Okay, though we’re still far from a true robot butler. I don’t know if we’re ten years away though, especially if you’re tolerant in what you expect a butler to be able to do (welcome guests, take their names, point them in the right direction, answer basic questions? We can already do it. Go up a flight of stairs? Not yet.)
You can always just weld the butler on top of Spot https://www.youtube.com/watch?v=M8YjvHYbZ9w (this does not seem to be a significant blocker)
Cool project! Do you think those robots are going to be a big commercial success?
There are already quite a few of them deployed in stores in Japan, interacting with customers, so for now it’s going okay :)
The prediction about CV doesn’t seem to have aged that well in my view. Others are going fairly well!
I would be surprised if any of these predictions come true. There have already been huge advances in machine vision and they are starting to beat humans at many tasks. Obviously it takes time for new technology to reach the market, but 10 years is plenty. Right now there are a number of startups working on it, and the big tech companies have hired all the researchers.
The idea that computers are better than humans at any kind of everyday vision task is just not true. Papers that report “better than human” performance typically just mean that their algorithms do better than cross-annotator agreement. The field should actually regard the fact that people can write papers reporting such things as more of an embarrassment than a success, since they are really illustrating a (profound) failure of the evaluation paradigm, not deep conceptual or technical achievements.
You don’t know what you are talking about.
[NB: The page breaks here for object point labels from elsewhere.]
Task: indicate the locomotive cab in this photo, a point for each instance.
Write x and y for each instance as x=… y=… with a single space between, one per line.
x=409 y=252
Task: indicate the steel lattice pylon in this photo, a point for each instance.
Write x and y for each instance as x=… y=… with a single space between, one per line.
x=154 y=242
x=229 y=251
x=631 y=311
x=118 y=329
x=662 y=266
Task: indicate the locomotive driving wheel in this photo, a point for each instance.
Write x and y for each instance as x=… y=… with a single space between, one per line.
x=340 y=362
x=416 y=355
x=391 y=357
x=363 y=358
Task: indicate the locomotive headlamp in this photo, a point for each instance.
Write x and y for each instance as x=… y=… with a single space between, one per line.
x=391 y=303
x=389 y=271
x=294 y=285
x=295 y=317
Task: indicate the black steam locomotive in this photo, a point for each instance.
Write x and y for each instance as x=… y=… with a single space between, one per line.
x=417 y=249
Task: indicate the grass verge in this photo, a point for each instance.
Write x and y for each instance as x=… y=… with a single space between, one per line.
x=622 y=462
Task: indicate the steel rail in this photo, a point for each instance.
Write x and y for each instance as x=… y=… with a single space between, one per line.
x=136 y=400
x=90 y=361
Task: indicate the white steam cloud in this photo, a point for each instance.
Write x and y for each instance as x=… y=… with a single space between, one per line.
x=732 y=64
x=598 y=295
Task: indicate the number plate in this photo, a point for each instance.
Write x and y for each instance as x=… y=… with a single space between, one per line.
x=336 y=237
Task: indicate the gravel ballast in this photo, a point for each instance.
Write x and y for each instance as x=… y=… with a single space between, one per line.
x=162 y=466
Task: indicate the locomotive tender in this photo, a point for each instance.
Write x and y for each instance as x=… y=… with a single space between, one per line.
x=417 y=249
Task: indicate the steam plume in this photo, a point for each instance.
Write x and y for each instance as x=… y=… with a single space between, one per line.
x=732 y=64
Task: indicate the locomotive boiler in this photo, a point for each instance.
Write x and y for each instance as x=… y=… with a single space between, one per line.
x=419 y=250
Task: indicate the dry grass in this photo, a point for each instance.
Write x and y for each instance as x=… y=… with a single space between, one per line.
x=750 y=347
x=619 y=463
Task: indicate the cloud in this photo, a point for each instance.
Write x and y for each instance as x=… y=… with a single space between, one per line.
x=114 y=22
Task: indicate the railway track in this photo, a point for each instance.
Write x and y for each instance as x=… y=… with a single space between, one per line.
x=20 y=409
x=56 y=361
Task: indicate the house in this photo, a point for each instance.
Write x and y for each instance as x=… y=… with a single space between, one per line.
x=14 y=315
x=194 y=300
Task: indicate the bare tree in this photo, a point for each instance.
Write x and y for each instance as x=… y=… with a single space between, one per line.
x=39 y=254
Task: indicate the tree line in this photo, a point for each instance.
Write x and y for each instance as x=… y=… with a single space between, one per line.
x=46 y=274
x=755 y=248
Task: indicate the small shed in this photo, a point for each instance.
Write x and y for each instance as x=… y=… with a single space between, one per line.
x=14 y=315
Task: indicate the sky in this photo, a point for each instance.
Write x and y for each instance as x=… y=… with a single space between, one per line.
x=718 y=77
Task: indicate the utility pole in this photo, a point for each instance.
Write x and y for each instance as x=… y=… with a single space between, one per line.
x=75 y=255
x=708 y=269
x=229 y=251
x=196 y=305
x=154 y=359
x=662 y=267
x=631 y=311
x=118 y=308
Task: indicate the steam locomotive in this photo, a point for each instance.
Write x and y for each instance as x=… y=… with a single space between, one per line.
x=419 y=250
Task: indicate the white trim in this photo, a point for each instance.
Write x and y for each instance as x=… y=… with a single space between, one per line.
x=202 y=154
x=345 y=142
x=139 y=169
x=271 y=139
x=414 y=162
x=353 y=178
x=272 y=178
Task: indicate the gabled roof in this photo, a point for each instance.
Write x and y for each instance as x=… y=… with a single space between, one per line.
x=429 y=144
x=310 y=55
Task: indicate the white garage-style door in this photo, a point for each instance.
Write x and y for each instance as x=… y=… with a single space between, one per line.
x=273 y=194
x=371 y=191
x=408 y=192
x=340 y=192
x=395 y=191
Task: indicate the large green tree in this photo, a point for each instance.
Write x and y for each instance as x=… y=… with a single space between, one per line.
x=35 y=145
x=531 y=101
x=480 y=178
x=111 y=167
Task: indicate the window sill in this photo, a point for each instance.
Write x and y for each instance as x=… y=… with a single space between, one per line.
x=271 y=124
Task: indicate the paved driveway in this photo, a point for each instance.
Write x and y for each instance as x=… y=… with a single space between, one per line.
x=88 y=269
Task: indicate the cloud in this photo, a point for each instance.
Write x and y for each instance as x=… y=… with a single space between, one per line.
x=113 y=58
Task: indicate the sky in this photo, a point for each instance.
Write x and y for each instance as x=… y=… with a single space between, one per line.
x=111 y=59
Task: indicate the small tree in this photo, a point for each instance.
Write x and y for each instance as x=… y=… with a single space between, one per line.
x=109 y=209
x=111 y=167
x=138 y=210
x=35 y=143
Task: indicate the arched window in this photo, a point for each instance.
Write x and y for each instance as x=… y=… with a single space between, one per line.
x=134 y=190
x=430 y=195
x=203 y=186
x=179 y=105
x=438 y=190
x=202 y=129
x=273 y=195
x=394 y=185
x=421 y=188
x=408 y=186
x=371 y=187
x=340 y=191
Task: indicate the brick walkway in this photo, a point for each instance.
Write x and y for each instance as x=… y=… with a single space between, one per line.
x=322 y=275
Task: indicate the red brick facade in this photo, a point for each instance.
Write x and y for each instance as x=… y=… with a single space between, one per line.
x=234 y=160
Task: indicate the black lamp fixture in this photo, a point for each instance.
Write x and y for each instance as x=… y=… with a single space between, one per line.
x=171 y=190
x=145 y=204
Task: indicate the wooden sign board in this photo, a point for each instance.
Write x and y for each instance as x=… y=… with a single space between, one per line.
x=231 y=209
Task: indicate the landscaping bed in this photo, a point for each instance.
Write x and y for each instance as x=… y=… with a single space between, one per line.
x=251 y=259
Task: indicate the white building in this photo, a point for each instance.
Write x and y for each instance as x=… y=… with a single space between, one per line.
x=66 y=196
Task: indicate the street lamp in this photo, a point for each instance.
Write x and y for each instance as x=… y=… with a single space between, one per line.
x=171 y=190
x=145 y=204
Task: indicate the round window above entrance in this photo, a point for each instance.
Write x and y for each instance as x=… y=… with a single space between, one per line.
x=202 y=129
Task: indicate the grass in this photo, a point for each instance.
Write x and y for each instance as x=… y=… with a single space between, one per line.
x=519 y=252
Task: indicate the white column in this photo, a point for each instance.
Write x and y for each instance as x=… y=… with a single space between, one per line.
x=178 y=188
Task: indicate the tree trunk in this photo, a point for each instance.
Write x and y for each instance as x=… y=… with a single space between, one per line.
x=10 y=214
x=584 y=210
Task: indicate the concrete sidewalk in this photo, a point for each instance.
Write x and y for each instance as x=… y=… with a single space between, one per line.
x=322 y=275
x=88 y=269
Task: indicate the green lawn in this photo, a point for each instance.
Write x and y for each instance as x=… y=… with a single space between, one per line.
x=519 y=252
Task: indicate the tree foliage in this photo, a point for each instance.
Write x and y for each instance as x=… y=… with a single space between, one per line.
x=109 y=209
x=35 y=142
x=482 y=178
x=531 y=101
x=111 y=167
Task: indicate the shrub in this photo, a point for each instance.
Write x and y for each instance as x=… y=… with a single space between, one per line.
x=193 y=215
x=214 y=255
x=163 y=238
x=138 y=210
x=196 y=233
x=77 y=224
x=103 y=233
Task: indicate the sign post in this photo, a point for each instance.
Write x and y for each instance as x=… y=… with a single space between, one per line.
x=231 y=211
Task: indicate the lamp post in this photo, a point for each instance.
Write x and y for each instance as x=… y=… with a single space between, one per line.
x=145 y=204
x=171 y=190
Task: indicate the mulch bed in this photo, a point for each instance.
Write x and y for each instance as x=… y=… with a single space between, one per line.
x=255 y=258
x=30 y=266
Last year’s ImageNet Large Scale Visual Recognition Challenge, the top competitor got 6.66% classification error on guessing the correct classification in 5 guesses.
A human tried this challenge and estimated his performance at 5.1%, and that requires extensive time practicing and finding reference images.
Just recently a paper came out reporting 4.94% error. And for the last few years, the best competitor has consistently halved the best error from the year before. So by the time this year’s competition comes out it should be down to 3%!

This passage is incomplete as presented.